Publisher's note: This post appears here courtesy of the Carolina Journal, and written by Lindsay Marchello, associate editor.
People wanting to learn the fate of Silent Sam will have to wait a bit longer. The University of North Carolina Board of Governors has approved an extension of the deadline for board members to devise a plan for the confederate monument.
Originally, a UNC BOG task force on Silent Sam had until March 15
to develop a plan to deal with the Confederate monument that once stood on UNC-Chapel Hill campus. Now, the task force has until May to determine whether Silent Sam will return to campus and whether it will return to its original spot at McCorkle Place.
UNC BOG Chairman Harry Smith told BOG members in an email the extension gives the taskforce more time to do their work.
The task force, consisting of Darrell Allison, Jim Holmes, Wendy Murphy, Anna Nelson, and Bob Rucho, has met only once since it was created during the Dec. 14, 2018 meeting. No notice was given that the task force would meet Feb. 7, a possible violation of the state's open meetings law.
McCorkle Place at UNC Chapel Hill, where the Confederate monument known as Silent Sam stood for more than a century. (CJ photo by Don Carrington)
Holmes told the News & Observer
the meeting was informal and lasted no longer than an hour and a half. The meeting, which several Chapel Hill trustee members attended, was intended to set a baseline for determining Silent Sam's fate.
Instead of revealing the plan during the March meeting when the Board of Governors will meet at Appalachian State University, the task force will announce the plan at the board's May meeting in Chapel Hill.
The decision about what to do with Silent Sam has languished for months. Protesters toppled the monument during an Aug. 20, 2018, protest.

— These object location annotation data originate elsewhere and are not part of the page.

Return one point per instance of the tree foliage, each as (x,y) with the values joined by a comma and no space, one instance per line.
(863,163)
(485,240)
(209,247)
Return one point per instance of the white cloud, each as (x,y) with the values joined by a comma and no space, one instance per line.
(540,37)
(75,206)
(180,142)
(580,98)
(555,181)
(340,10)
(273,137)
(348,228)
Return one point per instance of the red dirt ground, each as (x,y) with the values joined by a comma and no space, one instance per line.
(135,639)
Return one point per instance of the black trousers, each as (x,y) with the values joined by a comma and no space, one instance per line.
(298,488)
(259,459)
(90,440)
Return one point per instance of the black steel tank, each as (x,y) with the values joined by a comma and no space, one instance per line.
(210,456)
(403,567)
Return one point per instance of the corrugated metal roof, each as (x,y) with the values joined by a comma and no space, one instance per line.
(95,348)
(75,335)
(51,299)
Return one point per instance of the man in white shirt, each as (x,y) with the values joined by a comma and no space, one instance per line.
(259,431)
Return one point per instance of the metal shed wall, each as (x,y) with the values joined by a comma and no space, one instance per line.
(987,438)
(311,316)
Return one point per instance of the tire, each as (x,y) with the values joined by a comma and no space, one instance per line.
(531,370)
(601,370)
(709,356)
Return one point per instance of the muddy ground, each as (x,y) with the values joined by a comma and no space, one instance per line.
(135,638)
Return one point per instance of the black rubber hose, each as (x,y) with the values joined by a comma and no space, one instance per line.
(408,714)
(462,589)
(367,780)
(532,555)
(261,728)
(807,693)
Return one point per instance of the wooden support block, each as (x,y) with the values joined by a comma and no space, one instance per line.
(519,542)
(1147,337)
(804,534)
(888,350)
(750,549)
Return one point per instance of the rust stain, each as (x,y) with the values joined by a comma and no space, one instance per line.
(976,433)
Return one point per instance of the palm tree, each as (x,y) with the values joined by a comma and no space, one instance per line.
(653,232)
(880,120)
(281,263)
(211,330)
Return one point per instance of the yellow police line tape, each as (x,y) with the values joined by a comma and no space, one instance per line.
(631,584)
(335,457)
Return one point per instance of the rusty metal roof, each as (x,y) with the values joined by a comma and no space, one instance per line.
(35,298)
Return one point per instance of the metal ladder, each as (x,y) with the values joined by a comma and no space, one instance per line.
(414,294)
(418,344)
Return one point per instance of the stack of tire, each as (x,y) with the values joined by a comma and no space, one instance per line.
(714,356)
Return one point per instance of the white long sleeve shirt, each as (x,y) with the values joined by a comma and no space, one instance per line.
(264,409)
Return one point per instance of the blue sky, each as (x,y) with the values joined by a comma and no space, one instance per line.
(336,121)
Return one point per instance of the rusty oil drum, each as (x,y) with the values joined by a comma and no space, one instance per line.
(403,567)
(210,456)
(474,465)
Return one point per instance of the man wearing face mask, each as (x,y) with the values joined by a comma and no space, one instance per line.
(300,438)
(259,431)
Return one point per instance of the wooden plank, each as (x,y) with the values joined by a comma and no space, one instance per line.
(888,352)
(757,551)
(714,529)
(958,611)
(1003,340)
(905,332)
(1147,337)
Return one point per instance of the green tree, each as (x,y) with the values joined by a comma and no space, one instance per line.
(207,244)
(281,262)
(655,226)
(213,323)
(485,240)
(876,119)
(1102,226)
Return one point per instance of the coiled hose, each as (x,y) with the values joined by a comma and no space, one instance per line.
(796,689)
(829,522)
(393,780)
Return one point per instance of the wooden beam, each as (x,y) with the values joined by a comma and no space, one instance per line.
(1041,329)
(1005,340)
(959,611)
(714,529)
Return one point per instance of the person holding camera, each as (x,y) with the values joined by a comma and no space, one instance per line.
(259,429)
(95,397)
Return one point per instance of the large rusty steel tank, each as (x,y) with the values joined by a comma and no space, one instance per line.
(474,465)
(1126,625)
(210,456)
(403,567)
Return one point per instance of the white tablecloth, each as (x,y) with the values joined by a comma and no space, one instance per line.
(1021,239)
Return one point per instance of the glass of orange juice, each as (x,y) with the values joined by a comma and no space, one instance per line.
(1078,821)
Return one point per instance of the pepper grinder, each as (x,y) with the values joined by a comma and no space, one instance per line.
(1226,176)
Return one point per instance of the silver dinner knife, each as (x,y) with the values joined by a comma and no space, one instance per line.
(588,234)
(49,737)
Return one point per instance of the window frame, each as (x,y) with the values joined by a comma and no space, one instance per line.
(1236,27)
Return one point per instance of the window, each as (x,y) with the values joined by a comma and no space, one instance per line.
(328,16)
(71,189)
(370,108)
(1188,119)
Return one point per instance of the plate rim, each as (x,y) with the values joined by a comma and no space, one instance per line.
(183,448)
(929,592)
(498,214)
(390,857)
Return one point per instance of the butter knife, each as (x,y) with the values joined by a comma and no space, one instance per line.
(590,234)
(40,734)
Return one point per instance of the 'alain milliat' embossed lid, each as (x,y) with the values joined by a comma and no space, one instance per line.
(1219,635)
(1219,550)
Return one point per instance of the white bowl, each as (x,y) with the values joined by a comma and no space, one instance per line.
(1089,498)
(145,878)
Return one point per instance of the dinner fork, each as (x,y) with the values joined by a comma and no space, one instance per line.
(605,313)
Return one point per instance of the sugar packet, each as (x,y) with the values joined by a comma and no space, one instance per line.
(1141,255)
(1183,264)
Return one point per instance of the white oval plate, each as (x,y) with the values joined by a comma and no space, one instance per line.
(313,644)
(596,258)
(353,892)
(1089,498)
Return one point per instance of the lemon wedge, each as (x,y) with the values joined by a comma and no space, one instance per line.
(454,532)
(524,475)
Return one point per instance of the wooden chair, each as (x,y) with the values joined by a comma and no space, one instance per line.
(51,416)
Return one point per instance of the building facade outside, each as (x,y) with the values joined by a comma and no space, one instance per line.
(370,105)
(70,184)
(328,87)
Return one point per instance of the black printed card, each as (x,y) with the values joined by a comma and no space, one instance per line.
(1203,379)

Since then, the statue has been in storage as university officials determine Silent Sam's fate.
A 2015 state law requires the N.C. Historical Commission to approve relocation of memorials such as Silent Sam away from their home properties. A proposal by UNC Chapel Hill officials to move the statue to a new historical center on the southern part of campus was rejected by the Board of Governors.
UNC Chapel Hill Chancellor Carol Folt resigned abruptly in January
, with many citing the uproar over Silent Sam as a big reason she departed.